Last week I began a practice of something called The Prayer of Holy Indifference. This practice, based on the prayer of Mary, and the writings by Ruth Haley Barton, to name a few sources, was wonderfully explained and explored by Aaron Niequist on The Practice Tribe podcast. This prayer, as modeled on the podcast, is the practice of intentional abandonment.
It is the abandonment of agenda, of foot-stomping-fit-throwing-I-want-what-I-want willfulness, of plans, and intentions. It is exchanging expectations and certainty, for an arms-wide-open posture of cooperation with the movement of the Holy Spirit in my life.
It is another process of slowing down, and learning to discern between what is Good and what is Best.
I might be wrong, but I don’t think that God has one perfect outlined plan for my life any more than I believe in one perfect person to marry. Maybe I am just too pragmatic, but the universe seems both too daily and too eternal for that kind of certainty.

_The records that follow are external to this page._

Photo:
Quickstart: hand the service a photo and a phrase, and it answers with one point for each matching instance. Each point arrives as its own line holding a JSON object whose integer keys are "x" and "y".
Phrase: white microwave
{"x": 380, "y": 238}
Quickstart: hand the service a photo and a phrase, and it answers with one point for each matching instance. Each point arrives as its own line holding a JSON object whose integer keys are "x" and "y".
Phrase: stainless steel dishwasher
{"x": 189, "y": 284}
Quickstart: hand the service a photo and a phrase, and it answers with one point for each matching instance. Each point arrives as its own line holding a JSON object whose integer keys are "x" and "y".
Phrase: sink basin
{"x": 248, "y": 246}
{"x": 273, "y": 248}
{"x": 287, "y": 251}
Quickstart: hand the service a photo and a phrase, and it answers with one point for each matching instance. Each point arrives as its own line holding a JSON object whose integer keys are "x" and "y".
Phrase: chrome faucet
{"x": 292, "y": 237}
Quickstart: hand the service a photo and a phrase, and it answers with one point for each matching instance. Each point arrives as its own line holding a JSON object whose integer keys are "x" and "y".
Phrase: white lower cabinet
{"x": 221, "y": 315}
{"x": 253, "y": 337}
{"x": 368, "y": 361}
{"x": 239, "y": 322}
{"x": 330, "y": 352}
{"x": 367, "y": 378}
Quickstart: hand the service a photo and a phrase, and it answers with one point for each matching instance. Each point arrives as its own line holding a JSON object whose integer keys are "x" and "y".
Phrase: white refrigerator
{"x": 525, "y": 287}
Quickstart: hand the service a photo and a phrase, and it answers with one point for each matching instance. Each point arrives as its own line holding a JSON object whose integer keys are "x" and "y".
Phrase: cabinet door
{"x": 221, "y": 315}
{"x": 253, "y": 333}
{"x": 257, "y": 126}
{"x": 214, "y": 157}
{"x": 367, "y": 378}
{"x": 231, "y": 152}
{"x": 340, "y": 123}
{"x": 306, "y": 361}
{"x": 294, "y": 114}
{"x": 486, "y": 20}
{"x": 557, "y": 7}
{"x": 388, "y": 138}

But I do believe in the work of the Trinity. I believe that Something happens when we cooperate with the Spirit of God moving in, and through, and around us. And that this cooperation, this entering-into, can result is the water on dry ground. It is the soaking-through with love and grace and courage, joy and hope, peace and kindness.
And that it is this Something that makes us tender, that makes us pliable, so pliable that the stories we tell ourselves about who we are or who we should be, can be ripped to shreds and fall away, allowing our true beloved selves to be freed and untangled.
When I transplanted my herbs, I tore the bottoms of each peat pot, loosened the roots, then placed each plant carefully in its new home, deep inside the well I had prepared. Next, I gently covered the new plant with the prepared soil, patting the earth in around each little tender bush. When I had finished, the last step was to place the plants in full view of the sun, and give them another good soaking. As I emptied a full pitcher of water into the containers, I watched the dirt grow darker and darker, drinking in every drop I poured, sinking in around the new plants, the new life.
And I knew, staring at those little fledgling bunches of green, that if I wanted to enjoy basil on my pizzas and dill on my tilapia, I would have to return, again and again, to this same place. I would have to return to feel the soil, water the earth, pinch the leaves, and learn to read the signs of life and decline, learning how to cooperate with the growth of each plant.
In the same way I will, I suspect, for the rest of my life, this is how growth will come for me as well.
Not by fulfilling all my wishes, or jumping at The Next Great Thing, but instead by returning, time and time again, to practices like The Prayer of Holy Indifference.
I will have to choose over, and over, to cooperate with the Spirits movement – whatever that looks like, whether that means I Go or I Remain.
I will have to quiet my own chattering self – the voices that shout Be More Special and the voices that whisper You Will Never Be Enough – in order to hear God’s voice in the weeds.
I will have to drop all the things I hold so tightly to, all the things I am so sure will bring me happiness, in order that I can open my arms wide, turn my face towards the sun, and pray,“Here am I, the servant of the Lord; let it be with me according to your word.” (Luke 1:38)
Selah.
Dorothy Johnson says
Thank you for sharing your very personal feelings. You are right. We all hear both those voices, but the One who knows us best is the voice we must learn to heed.